The Chicago police chief who arrested Jussie Smollett for staging a race-baiting attack on himself said Friday that he would have let the actor go free if he’d just apologized and admitted that he was lying early on.
Eddie Johnson, head of the Chicago Police Department in 2019, wouldn’t have pursued charges against the “Empire” actor if he’d simply admitted he’d made it all up, he told “Morning in America.”
“I want people to understand this. This was not the most heinous crime of the century. He didn’t kill anybody. He didn’t blow up a building,” Johnson said.
“We would have been more than happy with just an apology at the end of all that we uncovered but for some reason, he just wanted to keep going down this road that he was actually a victim.”
Smollett was found guilty Thursday on five counts of felony disorderly conduct for filing a false police report claiming he’d been jumped by a pair of racist and homophobic attackers in January 2019.
While on the case, Johnson — who was later fired for misconduct in December 2019 after he was found drunk in a parked patrol car — said he knew quickly that Smollett was lying about being brutalized.
The former top cop said a video showing the actor with a noose hanging around his neck at his home, long after the crime was committed, was the first red flag.
“I have to be honest, when I first saw the video of him in his apartment with the noose around his neck I was concerned because I don’t think there’s many black people in America with a noose around their neck and wouldn’t immediately take it off,” said Johnson, who is also black.
“And the way he was so nonchalant handling it gave me cause for concern. But I would not let the police department make him an offender until the evidence just got to be so overwhelming,” he said.
He added, “To use a symbol like a noose to promote yourself is just unconscionable to me.”
Another suspicious sign was that Smollett’s Subway tuna sandwich, which he told cops he’d been walking home with at the time of the attack, was still in good shape after the supposed beating.
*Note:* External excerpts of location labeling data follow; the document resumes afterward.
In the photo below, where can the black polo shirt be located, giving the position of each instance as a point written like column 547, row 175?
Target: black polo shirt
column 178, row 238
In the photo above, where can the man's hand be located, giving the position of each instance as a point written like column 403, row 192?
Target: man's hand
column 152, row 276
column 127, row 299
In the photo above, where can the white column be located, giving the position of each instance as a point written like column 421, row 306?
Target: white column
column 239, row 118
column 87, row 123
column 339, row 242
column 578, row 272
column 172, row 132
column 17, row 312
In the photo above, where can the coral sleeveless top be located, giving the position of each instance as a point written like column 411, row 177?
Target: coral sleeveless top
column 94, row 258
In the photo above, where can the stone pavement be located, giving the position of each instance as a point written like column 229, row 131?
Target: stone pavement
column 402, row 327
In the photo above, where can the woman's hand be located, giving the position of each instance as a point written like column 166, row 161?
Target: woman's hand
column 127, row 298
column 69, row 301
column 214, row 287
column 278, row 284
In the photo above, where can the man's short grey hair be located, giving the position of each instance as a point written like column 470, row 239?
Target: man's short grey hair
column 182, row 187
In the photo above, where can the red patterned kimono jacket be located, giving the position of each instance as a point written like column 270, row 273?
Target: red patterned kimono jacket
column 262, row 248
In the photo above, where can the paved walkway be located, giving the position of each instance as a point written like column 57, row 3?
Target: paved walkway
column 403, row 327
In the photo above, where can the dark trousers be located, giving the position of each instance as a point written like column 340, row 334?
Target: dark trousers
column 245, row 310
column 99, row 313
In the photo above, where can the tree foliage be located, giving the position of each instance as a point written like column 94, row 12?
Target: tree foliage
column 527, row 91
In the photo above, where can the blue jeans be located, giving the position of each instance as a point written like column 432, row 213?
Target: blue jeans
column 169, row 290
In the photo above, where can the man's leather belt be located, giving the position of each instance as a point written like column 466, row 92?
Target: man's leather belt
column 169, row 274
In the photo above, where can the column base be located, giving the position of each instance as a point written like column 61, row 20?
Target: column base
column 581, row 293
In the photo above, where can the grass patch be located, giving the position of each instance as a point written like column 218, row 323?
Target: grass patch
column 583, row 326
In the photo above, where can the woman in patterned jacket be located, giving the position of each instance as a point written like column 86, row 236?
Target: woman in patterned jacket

“He comes back, gets attacked in a supposed hate crime, and during all this scuffle, they poured bleach on him, when he got up and went into his apartment building, he got up and still had that Subway sandwich with him. That doesn’t happen,” Johnson said.
“When people get attacked like that, whatever belongings they have out there, they usually leave it until the police can go back with them because they’re afraid,” he added.
“This guy had the sandwich in his hand and it had never been touched. That was a real tipping point to us that something was amiss,” he said.
Johnson said police and then-Mayor Rahm Emanuel got fired up about the case because Smollett “stained our city” and wasted police “manpower.”
But he said he still “made it a point” to treat Smollett like a victim until the evidence was undeniable.
“As the days went on and we started recovering that video, it became fairly obvious that something was amiss,” Johnson said.
The tipping point was when he arrested and interviewed the brothers Abimbola and Abel Osundairo, who said Smollett had paid them to “fake beat him up.”
“When we arrested them and brought them in, when I saw the videos of their statements, then I could no longer protect [Smollett],” Johnson said.